PRIMARY school children risk facing a lack of adult male role models, as fewer than 20 per cent of primary school teachers are male.
While the number of female primary school teachers continue to grow, it appears male educators are a rare breed.
Mark Osborne, from Immaculate Heart Primary, is one of only two male teachers at the Leichhardt school.
The year-five teacher said more male primary school teachers were needed.
“We need a lot more men in junior education,” Mr Osborne said.
“There are plenty in high school, but we are lacking male role models for children in primary school.”
Mr Osborne, who marks 32 years as a teacher this year, said primary education was a calling.
“I come from a heritage of strong role models,” he said.
“Throughout my primary school years I had lots of male teachers who all had a positive influence on my life.
“My advice to other young men who may be considering a career in teaching is don’t be put off by the fact it’s not the most highly paid job.
“Take up the challenge because the rewards are great.”
Having three aunts as primary teachers and a solid foundation of good role models encouraged him to take up the career but said his days weren’t without challenges.
“This job requires you to keep an open mind and adjust to things that are forever changing quickly,” he said.
“Families these days aren’t always the traditional mother and father unit.
“There are many things you have to adapt to.”

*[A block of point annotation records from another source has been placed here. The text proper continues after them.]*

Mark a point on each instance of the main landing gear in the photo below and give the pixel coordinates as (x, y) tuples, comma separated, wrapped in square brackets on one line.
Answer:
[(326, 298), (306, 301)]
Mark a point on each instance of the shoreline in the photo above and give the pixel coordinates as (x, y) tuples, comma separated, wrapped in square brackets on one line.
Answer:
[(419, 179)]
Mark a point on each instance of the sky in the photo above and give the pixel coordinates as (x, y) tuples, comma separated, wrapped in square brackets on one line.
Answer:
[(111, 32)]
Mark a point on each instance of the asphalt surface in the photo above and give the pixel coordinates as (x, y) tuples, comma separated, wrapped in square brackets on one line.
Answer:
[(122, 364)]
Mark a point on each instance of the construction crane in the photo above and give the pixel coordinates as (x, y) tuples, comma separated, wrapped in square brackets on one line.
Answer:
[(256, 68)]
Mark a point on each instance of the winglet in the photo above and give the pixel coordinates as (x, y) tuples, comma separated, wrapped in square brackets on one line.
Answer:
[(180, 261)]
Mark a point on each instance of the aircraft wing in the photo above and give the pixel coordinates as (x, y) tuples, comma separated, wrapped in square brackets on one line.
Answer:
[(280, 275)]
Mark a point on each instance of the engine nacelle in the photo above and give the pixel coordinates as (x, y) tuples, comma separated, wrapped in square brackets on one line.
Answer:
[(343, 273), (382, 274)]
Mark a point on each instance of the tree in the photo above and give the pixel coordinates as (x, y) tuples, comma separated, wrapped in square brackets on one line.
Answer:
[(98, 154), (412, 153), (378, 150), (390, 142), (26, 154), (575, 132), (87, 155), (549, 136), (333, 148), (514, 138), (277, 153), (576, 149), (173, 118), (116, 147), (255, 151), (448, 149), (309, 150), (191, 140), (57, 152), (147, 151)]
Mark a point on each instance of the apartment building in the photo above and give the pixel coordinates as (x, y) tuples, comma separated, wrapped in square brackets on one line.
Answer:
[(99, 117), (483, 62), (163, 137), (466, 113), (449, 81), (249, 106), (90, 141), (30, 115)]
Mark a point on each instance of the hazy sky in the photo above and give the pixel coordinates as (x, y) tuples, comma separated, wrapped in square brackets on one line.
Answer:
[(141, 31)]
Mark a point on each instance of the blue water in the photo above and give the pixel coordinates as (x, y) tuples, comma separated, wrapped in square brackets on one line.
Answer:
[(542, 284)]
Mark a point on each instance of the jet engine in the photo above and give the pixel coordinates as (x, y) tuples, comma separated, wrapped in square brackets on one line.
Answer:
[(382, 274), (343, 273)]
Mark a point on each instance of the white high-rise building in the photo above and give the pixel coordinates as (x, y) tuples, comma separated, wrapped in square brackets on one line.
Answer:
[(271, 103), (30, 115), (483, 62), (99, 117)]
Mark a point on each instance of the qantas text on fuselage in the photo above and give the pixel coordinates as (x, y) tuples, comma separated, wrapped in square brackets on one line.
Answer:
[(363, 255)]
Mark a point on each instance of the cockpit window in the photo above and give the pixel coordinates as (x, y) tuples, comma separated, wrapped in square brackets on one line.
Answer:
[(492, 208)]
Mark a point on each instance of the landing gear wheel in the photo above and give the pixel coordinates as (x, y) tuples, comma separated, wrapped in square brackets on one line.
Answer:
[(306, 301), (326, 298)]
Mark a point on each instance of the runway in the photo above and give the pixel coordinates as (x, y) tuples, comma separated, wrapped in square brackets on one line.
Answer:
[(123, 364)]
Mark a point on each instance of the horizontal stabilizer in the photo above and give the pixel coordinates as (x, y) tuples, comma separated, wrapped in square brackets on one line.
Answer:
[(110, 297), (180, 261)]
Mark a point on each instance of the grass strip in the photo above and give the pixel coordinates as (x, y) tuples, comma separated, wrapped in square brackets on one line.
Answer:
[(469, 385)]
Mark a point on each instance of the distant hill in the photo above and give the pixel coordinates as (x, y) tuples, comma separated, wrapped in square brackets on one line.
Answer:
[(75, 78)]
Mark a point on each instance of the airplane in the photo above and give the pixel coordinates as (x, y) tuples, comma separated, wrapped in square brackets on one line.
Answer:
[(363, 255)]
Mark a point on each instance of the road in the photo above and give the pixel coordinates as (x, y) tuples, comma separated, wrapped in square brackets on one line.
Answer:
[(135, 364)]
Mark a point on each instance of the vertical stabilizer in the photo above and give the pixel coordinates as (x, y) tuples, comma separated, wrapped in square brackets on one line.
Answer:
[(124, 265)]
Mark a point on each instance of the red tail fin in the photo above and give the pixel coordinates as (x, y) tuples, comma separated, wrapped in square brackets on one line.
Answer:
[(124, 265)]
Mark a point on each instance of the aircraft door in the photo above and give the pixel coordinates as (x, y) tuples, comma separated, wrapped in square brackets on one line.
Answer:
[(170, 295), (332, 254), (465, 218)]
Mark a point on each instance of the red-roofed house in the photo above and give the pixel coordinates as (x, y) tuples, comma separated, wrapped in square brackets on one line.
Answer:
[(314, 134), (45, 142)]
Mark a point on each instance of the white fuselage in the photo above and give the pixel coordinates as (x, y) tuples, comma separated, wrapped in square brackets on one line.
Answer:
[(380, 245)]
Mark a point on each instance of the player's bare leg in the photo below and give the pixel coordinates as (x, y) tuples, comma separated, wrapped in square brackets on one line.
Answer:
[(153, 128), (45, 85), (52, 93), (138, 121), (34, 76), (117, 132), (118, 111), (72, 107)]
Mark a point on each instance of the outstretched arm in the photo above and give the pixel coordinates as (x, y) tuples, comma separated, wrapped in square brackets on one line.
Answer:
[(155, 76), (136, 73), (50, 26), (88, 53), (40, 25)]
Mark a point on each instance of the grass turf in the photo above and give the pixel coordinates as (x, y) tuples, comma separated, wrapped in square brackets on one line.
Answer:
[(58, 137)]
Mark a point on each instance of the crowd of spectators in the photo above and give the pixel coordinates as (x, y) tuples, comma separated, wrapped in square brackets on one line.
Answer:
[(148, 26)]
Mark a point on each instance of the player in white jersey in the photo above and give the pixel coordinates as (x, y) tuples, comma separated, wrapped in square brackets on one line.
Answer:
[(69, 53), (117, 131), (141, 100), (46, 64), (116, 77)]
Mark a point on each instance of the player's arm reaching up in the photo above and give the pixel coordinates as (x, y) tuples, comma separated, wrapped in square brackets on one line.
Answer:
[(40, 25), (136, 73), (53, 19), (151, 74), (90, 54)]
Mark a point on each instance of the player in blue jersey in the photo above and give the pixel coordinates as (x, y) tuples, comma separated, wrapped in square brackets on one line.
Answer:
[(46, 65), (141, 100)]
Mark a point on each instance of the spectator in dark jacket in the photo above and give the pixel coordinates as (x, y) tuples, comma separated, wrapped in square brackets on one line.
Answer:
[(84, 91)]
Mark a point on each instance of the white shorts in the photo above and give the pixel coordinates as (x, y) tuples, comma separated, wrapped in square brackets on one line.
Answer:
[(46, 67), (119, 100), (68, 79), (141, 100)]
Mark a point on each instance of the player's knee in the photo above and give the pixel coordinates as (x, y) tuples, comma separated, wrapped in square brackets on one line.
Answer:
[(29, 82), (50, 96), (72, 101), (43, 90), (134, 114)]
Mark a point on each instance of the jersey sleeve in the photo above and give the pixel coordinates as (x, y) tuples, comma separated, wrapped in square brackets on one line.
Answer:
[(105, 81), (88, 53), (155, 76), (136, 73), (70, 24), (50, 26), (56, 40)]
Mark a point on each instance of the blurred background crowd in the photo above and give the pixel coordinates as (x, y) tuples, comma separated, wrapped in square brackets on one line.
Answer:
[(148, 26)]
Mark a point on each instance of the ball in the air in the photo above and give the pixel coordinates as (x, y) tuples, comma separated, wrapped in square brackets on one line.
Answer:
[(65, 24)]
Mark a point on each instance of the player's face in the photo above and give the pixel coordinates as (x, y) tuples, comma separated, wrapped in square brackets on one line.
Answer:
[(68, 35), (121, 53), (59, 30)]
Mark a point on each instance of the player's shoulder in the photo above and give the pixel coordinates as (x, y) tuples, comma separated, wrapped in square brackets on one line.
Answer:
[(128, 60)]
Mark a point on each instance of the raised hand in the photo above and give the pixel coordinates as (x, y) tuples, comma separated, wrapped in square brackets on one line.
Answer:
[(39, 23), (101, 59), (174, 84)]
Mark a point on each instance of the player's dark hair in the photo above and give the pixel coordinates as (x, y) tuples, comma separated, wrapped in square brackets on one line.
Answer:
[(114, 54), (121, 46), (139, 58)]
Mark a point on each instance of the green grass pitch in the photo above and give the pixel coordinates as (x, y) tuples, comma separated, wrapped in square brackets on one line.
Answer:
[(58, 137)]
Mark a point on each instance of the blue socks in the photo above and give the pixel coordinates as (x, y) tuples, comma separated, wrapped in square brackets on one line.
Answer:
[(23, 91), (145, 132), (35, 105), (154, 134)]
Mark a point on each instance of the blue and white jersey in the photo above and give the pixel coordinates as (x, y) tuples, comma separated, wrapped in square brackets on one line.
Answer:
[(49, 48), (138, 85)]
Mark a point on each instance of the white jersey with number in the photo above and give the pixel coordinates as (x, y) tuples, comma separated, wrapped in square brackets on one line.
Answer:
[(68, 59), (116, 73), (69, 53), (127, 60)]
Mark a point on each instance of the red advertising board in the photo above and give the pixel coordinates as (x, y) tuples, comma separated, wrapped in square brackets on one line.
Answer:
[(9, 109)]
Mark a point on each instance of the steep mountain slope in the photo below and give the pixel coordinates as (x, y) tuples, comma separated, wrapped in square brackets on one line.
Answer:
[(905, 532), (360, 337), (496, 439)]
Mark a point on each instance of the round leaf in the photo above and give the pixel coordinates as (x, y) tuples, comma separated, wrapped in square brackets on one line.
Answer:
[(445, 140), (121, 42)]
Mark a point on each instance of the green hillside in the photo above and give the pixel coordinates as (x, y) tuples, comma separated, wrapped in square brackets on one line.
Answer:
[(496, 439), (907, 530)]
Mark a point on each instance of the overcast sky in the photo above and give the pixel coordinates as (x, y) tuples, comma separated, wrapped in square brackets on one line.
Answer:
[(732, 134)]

Department of Education and Training assistant director-general to human resources Craig Allen said the proportion of male teachers in Queensland state primary schools was roughly 20 per cent.
“This trend is similar in all states and territories of Australia,” Mr Allen said.
“The Department of Education and Training is an equal opportunity employer and has recruitment campaigns to attract the best possible candidates.”